My career in product ops didn't really start until my next role, which was at HelloFresh. Here, I had my first opportunity to scale a product ops arm, growing it from three people to 13 people in about two and a half years.

And it wasn't until 12 months ago that I made the move to Dubai, in the Middle East, where I’m now scaling a new product operations arm for talabat, which is a subsidiary of Delivery Hero worldwide.

My advice would also be coming from someone that's not originally from a tech background. If you can't apply any flavor in your current role, try to take on an external product ops sprint course to really show your commitment and interest to hiring managers.

Setting up team charters and focus areas

Shintaro

So once you've broken into the product ops field, how do you set up a team charter if you’re a team of one or if you're inheriting a team that might already have an existing charter?

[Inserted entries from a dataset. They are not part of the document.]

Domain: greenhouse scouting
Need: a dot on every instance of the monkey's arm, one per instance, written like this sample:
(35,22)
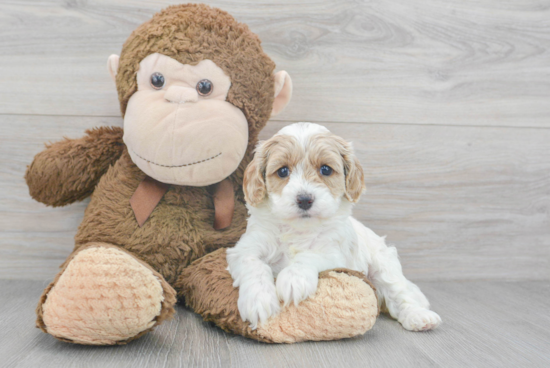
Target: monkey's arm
(67,171)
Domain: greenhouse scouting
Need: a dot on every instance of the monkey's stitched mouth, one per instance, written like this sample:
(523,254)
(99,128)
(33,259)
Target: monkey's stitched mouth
(170,166)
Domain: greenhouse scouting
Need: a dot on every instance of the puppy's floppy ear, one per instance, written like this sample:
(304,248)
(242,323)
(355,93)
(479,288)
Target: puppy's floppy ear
(254,182)
(355,178)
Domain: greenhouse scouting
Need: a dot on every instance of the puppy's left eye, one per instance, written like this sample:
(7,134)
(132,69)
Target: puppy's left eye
(283,172)
(326,170)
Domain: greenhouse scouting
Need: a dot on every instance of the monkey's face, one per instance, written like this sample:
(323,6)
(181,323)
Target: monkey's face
(178,126)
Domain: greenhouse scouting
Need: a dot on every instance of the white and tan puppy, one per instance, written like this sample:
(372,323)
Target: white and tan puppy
(300,189)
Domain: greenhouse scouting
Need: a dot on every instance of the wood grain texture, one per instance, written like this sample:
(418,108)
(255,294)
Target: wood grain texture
(485,324)
(404,61)
(458,202)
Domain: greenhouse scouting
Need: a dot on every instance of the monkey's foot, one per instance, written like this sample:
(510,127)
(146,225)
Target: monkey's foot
(104,296)
(344,305)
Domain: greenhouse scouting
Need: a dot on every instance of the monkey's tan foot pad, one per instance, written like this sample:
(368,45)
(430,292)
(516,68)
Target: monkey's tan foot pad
(104,296)
(345,304)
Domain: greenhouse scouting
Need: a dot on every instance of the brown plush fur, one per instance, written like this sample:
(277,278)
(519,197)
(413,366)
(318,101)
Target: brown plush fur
(208,289)
(194,32)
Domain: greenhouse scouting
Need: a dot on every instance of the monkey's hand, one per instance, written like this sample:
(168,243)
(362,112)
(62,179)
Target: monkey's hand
(67,171)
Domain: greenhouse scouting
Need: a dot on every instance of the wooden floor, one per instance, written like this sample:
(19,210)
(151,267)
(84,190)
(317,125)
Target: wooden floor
(486,324)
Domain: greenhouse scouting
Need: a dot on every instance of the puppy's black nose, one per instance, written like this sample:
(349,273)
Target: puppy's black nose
(304,201)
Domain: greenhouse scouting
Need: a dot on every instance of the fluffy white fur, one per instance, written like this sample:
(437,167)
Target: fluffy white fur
(281,242)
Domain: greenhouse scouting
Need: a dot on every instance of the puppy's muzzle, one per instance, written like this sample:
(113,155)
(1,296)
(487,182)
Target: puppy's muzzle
(304,201)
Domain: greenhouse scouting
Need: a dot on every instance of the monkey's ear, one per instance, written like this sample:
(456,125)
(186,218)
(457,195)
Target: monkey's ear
(112,66)
(283,92)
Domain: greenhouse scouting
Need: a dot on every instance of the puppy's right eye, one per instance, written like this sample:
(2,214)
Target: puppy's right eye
(157,80)
(283,172)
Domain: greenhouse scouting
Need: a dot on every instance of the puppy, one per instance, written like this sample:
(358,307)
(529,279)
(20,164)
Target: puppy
(300,189)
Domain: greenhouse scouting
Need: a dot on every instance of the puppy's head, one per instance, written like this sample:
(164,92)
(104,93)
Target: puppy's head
(304,171)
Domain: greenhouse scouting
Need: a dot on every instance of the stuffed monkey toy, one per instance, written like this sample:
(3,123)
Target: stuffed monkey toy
(195,89)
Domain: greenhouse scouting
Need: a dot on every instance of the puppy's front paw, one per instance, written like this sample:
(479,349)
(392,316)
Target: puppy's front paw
(295,284)
(419,319)
(257,303)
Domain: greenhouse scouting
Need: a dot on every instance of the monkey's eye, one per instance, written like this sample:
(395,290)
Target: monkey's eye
(326,170)
(283,172)
(205,87)
(157,80)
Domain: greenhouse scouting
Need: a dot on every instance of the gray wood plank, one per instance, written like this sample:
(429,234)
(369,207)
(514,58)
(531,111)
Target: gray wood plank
(458,202)
(485,324)
(405,61)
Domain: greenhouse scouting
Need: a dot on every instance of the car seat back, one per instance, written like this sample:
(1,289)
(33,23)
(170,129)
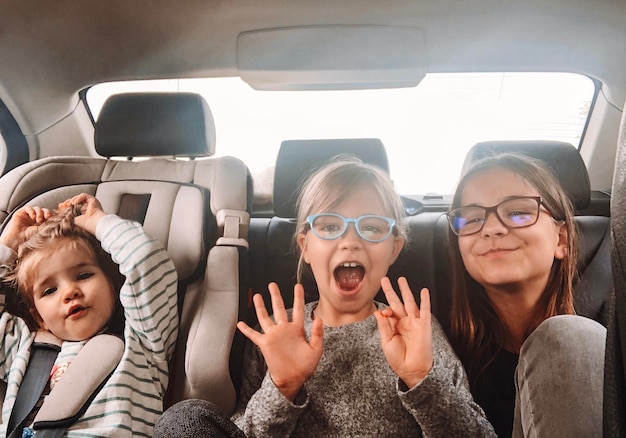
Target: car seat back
(197,208)
(615,358)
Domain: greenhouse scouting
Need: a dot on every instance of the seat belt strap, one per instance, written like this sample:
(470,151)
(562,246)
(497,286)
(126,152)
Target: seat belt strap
(81,382)
(42,358)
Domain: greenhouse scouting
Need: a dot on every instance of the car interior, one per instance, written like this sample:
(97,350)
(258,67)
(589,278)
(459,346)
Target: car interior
(157,157)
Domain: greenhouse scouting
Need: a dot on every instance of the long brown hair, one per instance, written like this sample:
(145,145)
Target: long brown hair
(477,333)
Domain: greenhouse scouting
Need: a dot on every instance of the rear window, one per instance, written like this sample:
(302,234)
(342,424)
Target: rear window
(427,130)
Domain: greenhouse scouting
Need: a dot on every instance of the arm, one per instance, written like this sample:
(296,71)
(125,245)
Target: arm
(271,401)
(433,385)
(149,294)
(442,403)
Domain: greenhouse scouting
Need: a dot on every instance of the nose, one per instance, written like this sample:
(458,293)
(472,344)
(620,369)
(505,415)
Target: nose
(350,238)
(493,227)
(71,291)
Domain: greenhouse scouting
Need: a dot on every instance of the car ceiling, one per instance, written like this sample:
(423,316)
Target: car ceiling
(51,50)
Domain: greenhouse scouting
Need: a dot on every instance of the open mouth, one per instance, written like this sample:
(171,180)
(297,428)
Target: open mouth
(349,275)
(75,310)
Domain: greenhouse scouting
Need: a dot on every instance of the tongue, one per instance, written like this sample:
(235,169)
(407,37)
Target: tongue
(349,278)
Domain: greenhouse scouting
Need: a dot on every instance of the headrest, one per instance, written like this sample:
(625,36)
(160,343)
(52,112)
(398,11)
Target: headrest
(155,124)
(297,159)
(563,158)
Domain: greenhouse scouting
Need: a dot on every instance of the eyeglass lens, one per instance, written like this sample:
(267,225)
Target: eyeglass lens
(371,228)
(513,213)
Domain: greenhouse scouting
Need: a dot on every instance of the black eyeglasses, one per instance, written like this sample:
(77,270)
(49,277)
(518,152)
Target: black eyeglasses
(517,212)
(330,226)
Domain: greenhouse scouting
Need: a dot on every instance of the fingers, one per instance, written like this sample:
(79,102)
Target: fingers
(407,296)
(392,298)
(425,304)
(384,328)
(298,304)
(261,312)
(249,332)
(317,334)
(278,305)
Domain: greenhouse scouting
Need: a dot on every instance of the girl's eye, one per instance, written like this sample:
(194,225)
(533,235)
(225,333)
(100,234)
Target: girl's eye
(330,228)
(85,275)
(48,291)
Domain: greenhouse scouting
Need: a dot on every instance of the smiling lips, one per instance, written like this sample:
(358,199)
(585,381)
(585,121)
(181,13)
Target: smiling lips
(76,311)
(497,251)
(349,275)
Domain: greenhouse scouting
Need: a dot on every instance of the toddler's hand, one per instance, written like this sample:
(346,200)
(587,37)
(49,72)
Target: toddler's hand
(290,358)
(23,224)
(90,209)
(406,333)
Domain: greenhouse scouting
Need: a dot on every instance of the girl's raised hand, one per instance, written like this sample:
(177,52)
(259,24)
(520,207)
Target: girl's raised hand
(23,224)
(406,333)
(90,211)
(290,358)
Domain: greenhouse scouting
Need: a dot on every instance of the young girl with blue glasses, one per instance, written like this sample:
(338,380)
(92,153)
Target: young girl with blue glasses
(346,365)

How do you go about thinking about that?

What I thought would be interesting would be to compare and contrast the charter we have for product ops at Amplitude versus talabat.

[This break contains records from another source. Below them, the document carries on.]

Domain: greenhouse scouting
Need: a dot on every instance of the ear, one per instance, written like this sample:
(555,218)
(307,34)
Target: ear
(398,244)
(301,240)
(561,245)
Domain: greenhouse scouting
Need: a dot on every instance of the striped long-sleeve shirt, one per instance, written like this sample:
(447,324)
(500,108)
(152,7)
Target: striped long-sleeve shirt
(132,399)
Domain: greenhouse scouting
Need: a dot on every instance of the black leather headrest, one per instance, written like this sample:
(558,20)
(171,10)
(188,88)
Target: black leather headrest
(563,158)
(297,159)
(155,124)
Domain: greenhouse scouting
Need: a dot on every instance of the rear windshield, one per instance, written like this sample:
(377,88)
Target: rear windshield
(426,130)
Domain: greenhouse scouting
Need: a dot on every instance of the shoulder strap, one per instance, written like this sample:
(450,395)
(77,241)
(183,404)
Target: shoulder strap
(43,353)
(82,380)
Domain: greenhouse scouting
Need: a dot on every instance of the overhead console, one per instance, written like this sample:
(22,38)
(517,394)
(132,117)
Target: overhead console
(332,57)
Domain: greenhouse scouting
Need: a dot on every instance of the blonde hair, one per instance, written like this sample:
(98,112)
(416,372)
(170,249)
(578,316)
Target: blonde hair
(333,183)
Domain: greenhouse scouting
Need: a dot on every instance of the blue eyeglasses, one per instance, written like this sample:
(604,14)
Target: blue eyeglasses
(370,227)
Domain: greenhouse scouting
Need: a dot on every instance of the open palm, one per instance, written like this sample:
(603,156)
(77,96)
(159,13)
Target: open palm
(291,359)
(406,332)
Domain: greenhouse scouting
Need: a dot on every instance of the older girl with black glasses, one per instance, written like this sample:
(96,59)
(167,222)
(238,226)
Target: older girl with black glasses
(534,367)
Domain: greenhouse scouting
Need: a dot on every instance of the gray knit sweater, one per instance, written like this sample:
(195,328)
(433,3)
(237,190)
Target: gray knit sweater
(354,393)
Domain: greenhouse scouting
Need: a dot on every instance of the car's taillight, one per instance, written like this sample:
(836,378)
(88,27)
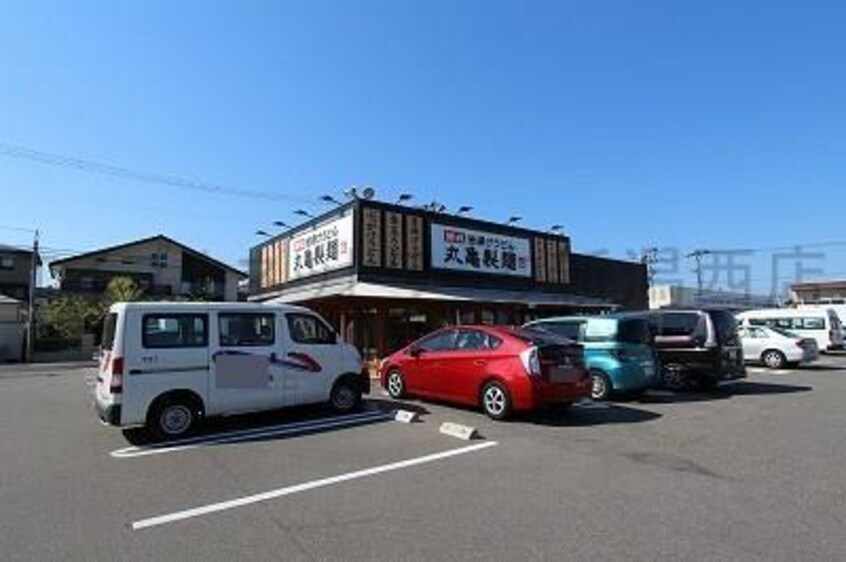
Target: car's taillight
(620,354)
(116,386)
(531,361)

At Amplitude, our product ops team's mission is to:

Empower all teams to execute across the product lifecycle with clarity through processes, tools, insights, and communication.

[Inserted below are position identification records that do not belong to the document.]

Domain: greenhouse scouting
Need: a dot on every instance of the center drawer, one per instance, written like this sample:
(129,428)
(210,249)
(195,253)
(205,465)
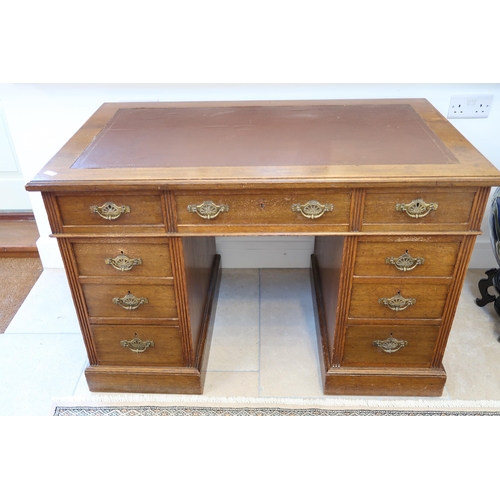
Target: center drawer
(300,211)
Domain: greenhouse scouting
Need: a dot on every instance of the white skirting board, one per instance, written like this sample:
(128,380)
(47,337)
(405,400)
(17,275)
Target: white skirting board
(295,252)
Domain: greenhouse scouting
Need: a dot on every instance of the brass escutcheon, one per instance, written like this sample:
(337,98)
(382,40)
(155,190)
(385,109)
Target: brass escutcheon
(405,262)
(136,344)
(417,208)
(208,209)
(122,262)
(312,209)
(110,210)
(390,344)
(397,303)
(130,301)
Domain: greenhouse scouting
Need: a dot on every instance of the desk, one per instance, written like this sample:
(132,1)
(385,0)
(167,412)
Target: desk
(393,194)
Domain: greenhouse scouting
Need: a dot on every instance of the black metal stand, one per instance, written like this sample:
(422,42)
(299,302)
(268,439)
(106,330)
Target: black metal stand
(492,280)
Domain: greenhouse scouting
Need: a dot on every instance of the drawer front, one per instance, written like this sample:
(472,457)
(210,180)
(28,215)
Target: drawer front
(403,299)
(110,212)
(140,301)
(123,259)
(156,345)
(389,345)
(425,256)
(417,210)
(305,211)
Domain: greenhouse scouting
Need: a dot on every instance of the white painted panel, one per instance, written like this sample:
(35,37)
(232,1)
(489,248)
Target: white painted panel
(8,162)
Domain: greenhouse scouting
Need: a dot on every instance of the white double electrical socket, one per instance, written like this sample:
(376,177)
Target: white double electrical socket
(470,106)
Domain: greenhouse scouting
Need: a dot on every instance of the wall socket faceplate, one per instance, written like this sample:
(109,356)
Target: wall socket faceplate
(470,106)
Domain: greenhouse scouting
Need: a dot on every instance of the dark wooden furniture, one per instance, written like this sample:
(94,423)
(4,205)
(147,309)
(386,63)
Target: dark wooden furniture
(393,194)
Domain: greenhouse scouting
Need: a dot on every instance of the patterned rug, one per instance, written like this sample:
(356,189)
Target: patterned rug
(200,411)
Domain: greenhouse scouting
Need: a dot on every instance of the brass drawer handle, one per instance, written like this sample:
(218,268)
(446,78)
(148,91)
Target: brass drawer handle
(405,262)
(110,210)
(136,344)
(397,303)
(312,209)
(122,262)
(130,301)
(417,208)
(390,344)
(208,209)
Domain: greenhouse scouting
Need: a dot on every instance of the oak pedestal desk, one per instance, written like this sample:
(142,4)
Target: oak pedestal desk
(392,192)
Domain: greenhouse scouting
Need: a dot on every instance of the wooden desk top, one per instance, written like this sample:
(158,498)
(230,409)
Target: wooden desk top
(261,144)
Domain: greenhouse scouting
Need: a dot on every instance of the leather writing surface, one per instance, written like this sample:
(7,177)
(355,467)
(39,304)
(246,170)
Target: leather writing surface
(265,136)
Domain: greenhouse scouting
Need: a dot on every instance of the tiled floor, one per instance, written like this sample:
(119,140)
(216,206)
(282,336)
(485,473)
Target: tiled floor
(264,344)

The key word here that I like to emphasize is ‘clarity’ because when you have clarity, you're able to move quickly but in alignment with others and other cross-functional partners.

Oftentimes, people think of product ops and think of heavy-handed processes and programs. But really, our goal is to help people move faster and move in alignment with one another.

And that leads us to our three key focus areas:

  • Strategy and planning. Our team thinks about and drives annual, quarterly, and monthly planning for the product organization, as well as program management.
  • Building and launching. Thinking about tools, processes, and frameworks to launch and build products to market in a more effective way.
  • Voice of the customer. Thinking about our feedback loop and how we get those great nuggets of wisdom that our field is hearing back to our product team to execute and impact their product roadmap.

Given all of this, my advice would be to revisit your charter and focus areas quarterly. When I look at these now, they’re drastically different from when I was a team of one. So constantly be revisiting your charter, asking yourselves if you're solving the highest leverage problems for your company and product team, and then just solicit feedback and continuously iterate on them.

Tim, can you walk us through talabat’s product ops team's mission and focus areas?

Timothy

So our mission is to:

Reduce lead time to value for all teams, enabling them to execute across the product development lifecycle with greater efficiency, clarity, and excellence.

The key phrase here for us is to ‘reduce lead time to value.’ This is because we're a lot more operationally heavy, in my opinion. I think it's all about speed and velocity, and therefore, lead time to value is really important here.

So what does that mean for us in terms of focus areas? Well, it translates into three things: alignment, lead time, and product value.

  1. Alignment. From an alignment perspective, an example of that would be drawing from the eight local markets that we operate in to implement these quarterly input collections. Do we have a full understanding of the full visibility and landscape of the local markets?
  2. Lead time. From a lead time perspective, this is your operations 101. So it's about taking these products to market and launching them. We experiment during these product launches.
  3. Product value. With product value, it's very much about: Are we building the right things? Are we continuing to do so?